For a relatively straightforward procedure, Revision Rhinoplasty will take 1-3 hours. If you require a graft, this may become more.
Complications are fortunately rare. Time will generally improve the swellling and hence the appearance of the nose. Occasionally bruising takes longer to disappear especially in darker skinned people. Nose bleeds and infections are all possible complications but extremely rare and easily corrected if early treatment is obtained. As swelling of the nose settles following surgery, the nose shape will gradually change over a period of months and minor irregularities should therefore not usually be addressed until most of this swelling has settles which is usually 10-12 months following your initial surgery.
Scarring can occur and in these cases the scar maybe a different colour to the surrounding skin or raised and lumpy. Again scars take time to settle and will usually fade and soften over 6-9 months following surgery.
It is common for the nose – especially the tip – to feel numb following secondary rhinoplasty. This should settle over 4-6 months.
Some nasal asymmetry may still be present following surgery, especially if the nose was deviated before surgery although usually this should be much improved.
Occasionally allergic reactions can occur to sutures, tape, splints and may require treatment.
Wound disruption or delayed healing can occur and rarely some areas of the skin may necrose. This is more likely in patients who either have had multiple procedures on their nose previously, or in smokers and immunosupressed patients e.g. diabetics.
If some cases cartilage grafts need to be placed to support the structure of the nose and this cartilage is usually harvested from the septum inside the nose. Occasionally this can cause a septal perforation which usually does not need further treatment but occasionally can cause discomfort with airflow and breathing and require a secondary procedure to correct.
Differences in breathing maybe apparent following surgery and in the initial healing period nasal airway obstruction is common as the mucosa is more congested and nasal drops may help with this.
As with all surgery there is a risk of dissatisfaction after surgery and this is more so following Revision Rhinoplasty. As such we will take time to discuss the procedure with you so that both you and your surgeon are satisfied that your expectations are realistic.
If you require a splint, this will be applied during the procedure. It must remain there for 7-10 days after your procedure, because it helps to control swelling. If you have had a cartilage graft – which moderate to severe Revision Rhinoplasty cases usually will – you may also require an internal splint, which will remain in place for 5-7 days after surgery.
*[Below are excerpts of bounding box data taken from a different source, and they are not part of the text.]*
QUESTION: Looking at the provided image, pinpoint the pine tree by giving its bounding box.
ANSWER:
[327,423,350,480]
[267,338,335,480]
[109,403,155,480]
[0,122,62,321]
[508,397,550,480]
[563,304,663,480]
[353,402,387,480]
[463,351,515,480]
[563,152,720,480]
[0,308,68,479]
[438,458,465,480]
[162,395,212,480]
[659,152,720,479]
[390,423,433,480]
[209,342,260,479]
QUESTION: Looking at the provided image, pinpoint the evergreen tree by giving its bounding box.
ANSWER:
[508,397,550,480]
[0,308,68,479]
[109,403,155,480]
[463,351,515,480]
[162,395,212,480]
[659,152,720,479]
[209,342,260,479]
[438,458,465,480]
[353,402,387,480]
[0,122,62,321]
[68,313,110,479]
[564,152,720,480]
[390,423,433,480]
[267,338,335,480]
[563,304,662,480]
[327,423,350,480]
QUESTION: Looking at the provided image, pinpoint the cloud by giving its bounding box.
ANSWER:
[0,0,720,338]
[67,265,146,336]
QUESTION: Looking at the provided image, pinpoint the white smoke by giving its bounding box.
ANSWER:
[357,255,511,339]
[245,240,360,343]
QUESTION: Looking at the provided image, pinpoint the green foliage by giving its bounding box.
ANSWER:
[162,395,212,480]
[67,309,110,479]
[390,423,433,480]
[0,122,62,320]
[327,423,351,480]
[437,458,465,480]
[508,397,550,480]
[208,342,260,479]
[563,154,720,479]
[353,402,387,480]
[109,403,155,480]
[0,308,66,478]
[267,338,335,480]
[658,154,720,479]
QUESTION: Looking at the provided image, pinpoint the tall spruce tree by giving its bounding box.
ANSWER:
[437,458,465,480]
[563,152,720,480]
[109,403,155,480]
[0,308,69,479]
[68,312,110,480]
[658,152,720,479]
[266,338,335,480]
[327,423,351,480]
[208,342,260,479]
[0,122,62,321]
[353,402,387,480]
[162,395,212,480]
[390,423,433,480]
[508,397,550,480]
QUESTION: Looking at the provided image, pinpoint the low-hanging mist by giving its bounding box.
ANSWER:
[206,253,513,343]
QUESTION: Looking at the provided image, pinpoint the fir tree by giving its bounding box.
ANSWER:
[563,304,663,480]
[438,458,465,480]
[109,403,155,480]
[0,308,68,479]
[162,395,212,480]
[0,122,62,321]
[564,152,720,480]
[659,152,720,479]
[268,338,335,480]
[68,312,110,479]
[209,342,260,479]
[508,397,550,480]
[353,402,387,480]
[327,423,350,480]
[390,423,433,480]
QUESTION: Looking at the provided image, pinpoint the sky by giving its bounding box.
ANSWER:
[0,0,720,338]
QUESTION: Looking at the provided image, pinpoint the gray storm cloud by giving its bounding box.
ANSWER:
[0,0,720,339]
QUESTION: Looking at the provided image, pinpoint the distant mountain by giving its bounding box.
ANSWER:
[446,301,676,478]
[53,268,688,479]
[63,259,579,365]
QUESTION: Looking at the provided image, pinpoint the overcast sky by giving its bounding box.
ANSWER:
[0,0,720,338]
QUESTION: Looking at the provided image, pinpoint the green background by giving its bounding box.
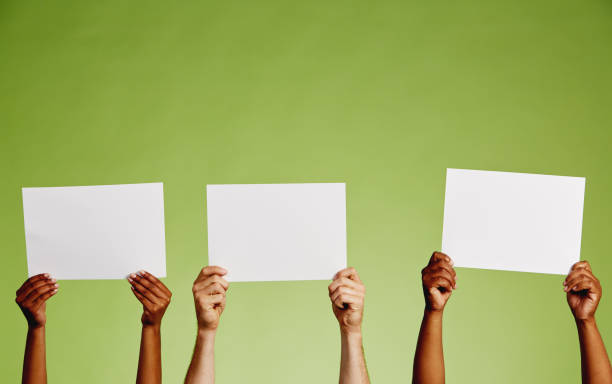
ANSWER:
[0,0,612,384]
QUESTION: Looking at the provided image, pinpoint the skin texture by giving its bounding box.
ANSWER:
[328,268,370,384]
[412,252,457,384]
[563,261,612,384]
[15,273,59,384]
[127,271,172,384]
[185,266,229,384]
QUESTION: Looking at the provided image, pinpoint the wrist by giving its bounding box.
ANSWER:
[423,307,444,320]
[198,327,217,339]
[574,316,597,328]
[340,326,361,339]
[142,323,161,333]
[28,323,45,332]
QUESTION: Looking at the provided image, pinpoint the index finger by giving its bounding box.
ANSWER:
[198,265,227,279]
[138,271,172,296]
[334,267,361,283]
[570,260,592,272]
[15,273,50,296]
[429,252,453,266]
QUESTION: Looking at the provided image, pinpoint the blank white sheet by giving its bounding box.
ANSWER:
[206,183,346,281]
[442,168,585,275]
[22,183,166,279]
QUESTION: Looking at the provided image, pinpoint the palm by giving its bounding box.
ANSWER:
[332,304,361,327]
[567,292,597,319]
[201,307,222,328]
[429,287,451,310]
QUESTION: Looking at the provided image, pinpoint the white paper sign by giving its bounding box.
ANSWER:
[22,183,166,279]
[206,183,346,281]
[442,168,585,275]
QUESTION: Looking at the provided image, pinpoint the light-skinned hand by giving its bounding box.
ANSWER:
[127,271,172,327]
[327,268,365,333]
[192,265,229,331]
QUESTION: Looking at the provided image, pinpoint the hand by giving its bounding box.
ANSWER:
[15,273,59,328]
[327,268,365,333]
[563,261,601,320]
[192,266,229,331]
[421,252,457,312]
[127,271,172,328]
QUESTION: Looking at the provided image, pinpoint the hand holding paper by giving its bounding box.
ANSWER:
[563,261,601,320]
[192,266,229,331]
[421,252,457,311]
[15,273,59,328]
[127,271,172,327]
[328,268,365,333]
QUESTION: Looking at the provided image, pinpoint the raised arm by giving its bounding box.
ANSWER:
[563,261,612,384]
[412,252,457,384]
[328,268,370,384]
[15,273,59,384]
[128,271,172,384]
[185,266,229,384]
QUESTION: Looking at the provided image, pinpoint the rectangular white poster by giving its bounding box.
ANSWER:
[442,168,585,275]
[22,183,166,279]
[206,183,346,281]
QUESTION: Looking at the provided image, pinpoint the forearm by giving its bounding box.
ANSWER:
[21,326,47,384]
[412,310,444,384]
[340,331,370,384]
[576,319,612,384]
[136,325,162,384]
[185,330,216,384]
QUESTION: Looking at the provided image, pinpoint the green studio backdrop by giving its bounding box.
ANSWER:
[0,0,612,384]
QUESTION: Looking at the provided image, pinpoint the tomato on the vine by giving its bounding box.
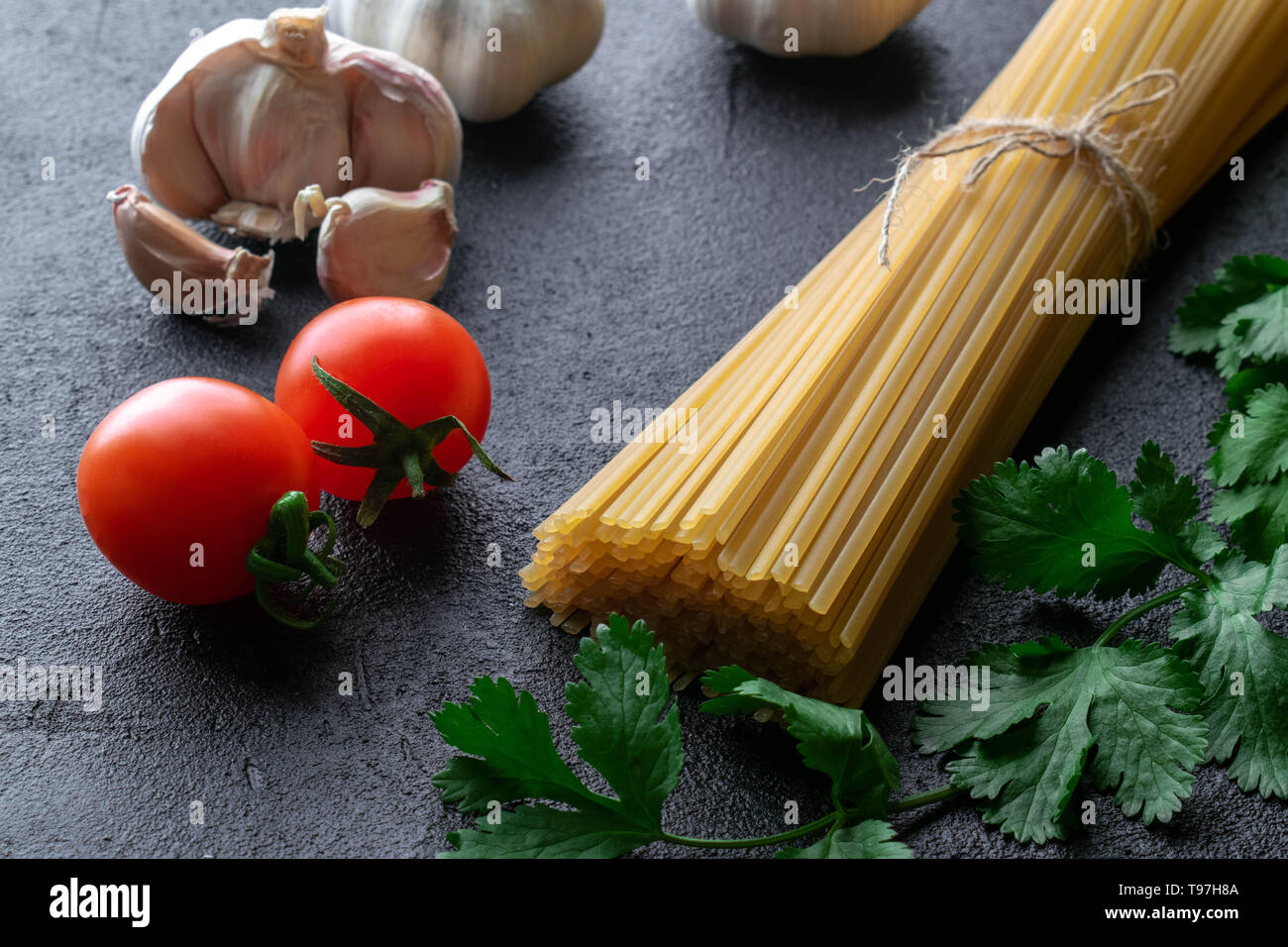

You may experience some bruising around the eyes and over the upper face, which will begin to fade after around 3 days. Keep your head elevated while you sleep to aid the healing process. You may experience some discomfort, which can be managed by painkillers.
If you are wearing glasees you should take care not to wear them for long periods, and it will not be appropriate for contacts wearers to use lenses while the eyes are still swollen.
You should expect to take 10-14 days off work, and 6 weeks from exercise.
Like any surgery there can be complications and this is even more of a consideration when correcting previous surgery. Whilst all our surgeons are highly experienced we will inform patients of any risks or concerns ahead of surgery. We will ensure that patients know what is realistic in order to avoid disappointment.